When Jamestown was founded in 1607, there was naturally some curiosity about the previous settlers, and John Smith asked the Powhatans about other Englishmen. He heard several rumors about white people in the interior of what is now North Carolina, but he was never able to investigate the rumors. Later, when war had broken out between the Jamestown settlers and the Powhatans, the leaders of the colony found it convenient to claim that Powhatan himself had boasted of slaughtering the Roanoke colonists -- or perhaps he did boast of this, in a vain attempt to intimidate the English. Over the years there were other rumors about white settlers, and when John Lawson explored North Carolina in 1701 he met Indians living near Croatoan who had gray eyes and claimed to have English people among their ancestors. As Miller says, it was the common Indian habit to kill only men in war and to take women and children hostage, to be kept as slaves or adopted into the tribe. So it would be more surprising if no colonists survived and left descendants than if a few dozen did.

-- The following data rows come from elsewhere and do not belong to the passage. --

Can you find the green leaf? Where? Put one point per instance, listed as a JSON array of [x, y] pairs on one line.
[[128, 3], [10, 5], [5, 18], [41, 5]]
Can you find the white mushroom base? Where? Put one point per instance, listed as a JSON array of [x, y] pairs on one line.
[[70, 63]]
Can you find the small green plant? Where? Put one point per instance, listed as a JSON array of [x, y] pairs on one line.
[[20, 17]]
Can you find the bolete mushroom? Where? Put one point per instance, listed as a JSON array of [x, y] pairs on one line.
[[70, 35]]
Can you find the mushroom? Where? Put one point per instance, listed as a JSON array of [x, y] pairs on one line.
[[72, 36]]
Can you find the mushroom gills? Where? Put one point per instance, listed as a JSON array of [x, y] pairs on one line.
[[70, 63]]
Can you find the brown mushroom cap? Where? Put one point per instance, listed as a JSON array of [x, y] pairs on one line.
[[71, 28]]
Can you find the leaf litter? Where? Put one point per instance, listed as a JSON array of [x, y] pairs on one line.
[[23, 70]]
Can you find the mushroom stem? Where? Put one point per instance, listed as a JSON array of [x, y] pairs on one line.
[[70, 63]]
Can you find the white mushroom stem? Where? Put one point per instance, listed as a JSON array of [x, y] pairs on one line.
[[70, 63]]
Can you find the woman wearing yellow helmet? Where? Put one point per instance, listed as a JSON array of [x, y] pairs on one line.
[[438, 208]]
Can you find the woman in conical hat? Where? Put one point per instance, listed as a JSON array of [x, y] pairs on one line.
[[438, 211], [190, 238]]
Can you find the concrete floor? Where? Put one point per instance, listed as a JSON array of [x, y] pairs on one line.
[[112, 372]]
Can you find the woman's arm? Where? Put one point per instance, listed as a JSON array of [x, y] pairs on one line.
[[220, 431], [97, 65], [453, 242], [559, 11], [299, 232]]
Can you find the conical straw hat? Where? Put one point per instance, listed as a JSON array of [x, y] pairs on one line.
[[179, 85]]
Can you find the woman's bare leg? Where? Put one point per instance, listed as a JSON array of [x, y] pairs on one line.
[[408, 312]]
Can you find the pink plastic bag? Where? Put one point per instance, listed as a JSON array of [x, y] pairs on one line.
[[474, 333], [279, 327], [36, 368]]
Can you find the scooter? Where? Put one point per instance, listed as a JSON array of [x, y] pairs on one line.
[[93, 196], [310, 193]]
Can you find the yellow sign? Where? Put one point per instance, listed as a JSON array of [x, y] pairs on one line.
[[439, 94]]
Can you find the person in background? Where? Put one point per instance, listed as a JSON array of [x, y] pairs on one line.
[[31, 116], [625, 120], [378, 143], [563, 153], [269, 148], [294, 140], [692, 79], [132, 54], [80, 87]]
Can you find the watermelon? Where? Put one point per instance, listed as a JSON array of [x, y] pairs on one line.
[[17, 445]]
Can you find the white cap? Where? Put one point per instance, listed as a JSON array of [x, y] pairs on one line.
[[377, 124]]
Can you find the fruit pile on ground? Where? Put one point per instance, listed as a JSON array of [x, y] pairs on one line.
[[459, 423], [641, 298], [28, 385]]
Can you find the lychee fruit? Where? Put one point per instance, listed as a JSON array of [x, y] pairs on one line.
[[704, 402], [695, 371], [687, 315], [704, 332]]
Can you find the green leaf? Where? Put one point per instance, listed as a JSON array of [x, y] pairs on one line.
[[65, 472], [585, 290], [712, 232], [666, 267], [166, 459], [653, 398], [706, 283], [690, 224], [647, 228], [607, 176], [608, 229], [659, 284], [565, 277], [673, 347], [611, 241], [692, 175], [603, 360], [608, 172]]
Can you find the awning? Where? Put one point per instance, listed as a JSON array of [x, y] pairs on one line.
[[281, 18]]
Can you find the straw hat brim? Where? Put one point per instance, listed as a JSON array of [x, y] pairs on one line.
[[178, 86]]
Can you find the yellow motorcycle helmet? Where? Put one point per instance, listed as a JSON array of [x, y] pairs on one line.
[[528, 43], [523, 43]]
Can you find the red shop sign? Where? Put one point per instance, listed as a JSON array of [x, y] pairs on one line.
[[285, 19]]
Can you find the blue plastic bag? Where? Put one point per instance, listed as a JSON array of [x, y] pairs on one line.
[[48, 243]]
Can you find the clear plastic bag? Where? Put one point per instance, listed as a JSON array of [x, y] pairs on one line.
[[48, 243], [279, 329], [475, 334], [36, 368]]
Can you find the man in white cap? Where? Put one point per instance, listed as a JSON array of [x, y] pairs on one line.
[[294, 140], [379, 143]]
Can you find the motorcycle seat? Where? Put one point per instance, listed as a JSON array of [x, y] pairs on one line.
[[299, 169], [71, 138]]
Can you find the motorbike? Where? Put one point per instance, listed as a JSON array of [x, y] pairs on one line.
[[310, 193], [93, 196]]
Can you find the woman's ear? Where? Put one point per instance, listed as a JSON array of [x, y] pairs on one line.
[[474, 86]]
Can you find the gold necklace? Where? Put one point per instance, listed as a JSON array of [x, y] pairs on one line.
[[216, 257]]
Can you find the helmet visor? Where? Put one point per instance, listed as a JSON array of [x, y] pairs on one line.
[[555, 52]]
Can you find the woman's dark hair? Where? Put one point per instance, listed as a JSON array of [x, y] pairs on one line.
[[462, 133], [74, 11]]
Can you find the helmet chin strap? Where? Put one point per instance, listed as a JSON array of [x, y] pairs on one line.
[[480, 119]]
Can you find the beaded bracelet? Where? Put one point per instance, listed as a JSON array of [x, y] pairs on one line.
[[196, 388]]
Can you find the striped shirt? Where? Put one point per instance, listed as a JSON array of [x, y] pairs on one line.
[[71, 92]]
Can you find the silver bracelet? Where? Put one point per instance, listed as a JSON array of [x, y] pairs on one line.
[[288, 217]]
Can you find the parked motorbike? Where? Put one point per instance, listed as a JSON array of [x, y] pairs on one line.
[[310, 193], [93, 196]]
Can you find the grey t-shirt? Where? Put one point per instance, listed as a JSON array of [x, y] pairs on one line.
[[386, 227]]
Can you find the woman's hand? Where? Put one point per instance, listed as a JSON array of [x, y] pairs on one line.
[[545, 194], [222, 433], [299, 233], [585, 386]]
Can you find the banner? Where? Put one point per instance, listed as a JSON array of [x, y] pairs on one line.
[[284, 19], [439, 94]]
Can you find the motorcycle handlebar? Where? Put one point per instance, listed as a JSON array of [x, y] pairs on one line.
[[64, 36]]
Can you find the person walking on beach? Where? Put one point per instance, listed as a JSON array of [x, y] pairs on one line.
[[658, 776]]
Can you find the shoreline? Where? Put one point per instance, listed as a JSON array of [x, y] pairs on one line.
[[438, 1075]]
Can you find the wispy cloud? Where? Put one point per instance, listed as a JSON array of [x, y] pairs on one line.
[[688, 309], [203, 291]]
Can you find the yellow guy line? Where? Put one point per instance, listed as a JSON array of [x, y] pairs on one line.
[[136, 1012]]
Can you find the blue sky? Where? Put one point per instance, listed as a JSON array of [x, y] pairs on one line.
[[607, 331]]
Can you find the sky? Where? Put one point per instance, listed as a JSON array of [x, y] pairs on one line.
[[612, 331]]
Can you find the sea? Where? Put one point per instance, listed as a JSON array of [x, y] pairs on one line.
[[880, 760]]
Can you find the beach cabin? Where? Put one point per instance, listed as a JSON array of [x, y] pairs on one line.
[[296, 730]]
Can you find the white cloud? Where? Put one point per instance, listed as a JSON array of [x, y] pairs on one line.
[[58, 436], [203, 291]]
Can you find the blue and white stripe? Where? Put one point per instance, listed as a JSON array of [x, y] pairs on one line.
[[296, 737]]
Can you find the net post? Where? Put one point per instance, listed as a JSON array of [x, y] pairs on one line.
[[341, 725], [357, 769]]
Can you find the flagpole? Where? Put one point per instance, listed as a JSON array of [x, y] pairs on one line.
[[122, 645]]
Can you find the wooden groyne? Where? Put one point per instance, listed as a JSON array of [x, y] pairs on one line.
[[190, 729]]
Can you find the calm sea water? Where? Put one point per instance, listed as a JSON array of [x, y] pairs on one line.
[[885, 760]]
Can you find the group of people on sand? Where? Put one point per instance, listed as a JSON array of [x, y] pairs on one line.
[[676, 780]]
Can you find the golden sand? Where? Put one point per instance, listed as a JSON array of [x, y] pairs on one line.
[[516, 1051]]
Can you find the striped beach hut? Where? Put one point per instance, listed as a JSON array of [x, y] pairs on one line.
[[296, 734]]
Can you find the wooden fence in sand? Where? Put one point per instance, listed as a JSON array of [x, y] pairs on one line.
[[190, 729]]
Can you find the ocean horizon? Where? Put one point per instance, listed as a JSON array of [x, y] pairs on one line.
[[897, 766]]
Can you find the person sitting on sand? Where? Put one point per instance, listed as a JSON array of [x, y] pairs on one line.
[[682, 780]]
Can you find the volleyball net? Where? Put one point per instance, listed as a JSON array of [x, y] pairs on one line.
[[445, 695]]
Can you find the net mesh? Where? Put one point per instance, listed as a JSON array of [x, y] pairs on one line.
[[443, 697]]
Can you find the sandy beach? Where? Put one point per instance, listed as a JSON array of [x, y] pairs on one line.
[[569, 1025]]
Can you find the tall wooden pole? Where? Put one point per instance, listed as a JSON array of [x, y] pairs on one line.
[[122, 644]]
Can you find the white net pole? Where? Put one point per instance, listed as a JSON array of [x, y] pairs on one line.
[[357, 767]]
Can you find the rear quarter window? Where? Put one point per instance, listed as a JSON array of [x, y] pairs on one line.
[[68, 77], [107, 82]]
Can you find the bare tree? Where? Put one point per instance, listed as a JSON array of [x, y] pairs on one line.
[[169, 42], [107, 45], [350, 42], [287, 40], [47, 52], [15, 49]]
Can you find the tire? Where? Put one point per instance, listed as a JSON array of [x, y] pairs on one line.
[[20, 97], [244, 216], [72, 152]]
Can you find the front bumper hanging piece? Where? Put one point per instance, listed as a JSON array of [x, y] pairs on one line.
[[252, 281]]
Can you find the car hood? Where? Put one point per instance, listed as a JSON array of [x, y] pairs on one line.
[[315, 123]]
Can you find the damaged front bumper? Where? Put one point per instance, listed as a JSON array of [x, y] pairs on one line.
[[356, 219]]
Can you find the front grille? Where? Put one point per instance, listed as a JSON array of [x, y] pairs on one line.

Where Miller lost me was in claiming to have discovered exactly who captured the colonists and where they were taken. My experience with trying to reconstruct events among Indians away from the coast, using European records, is all bad. Everything we know about most of the tribes Miller mentions can be written on a 3x5 index card, and most of that is unreliable. None of the accounts she cites by English colonists who said they ventured into the interior is particularly believable (until John Lawson, 113 years later), since none of their accounts of distances covered and places visited can be made to fit on a modern map. So this part of Miller's book left me agnostic. It is, though, a good example of the possibilities and frustrations of the sources about Indians in this period, so it can serve as an introduction to this kind ethnohistory. All in all, this is an enjoyable, thought-provoking book.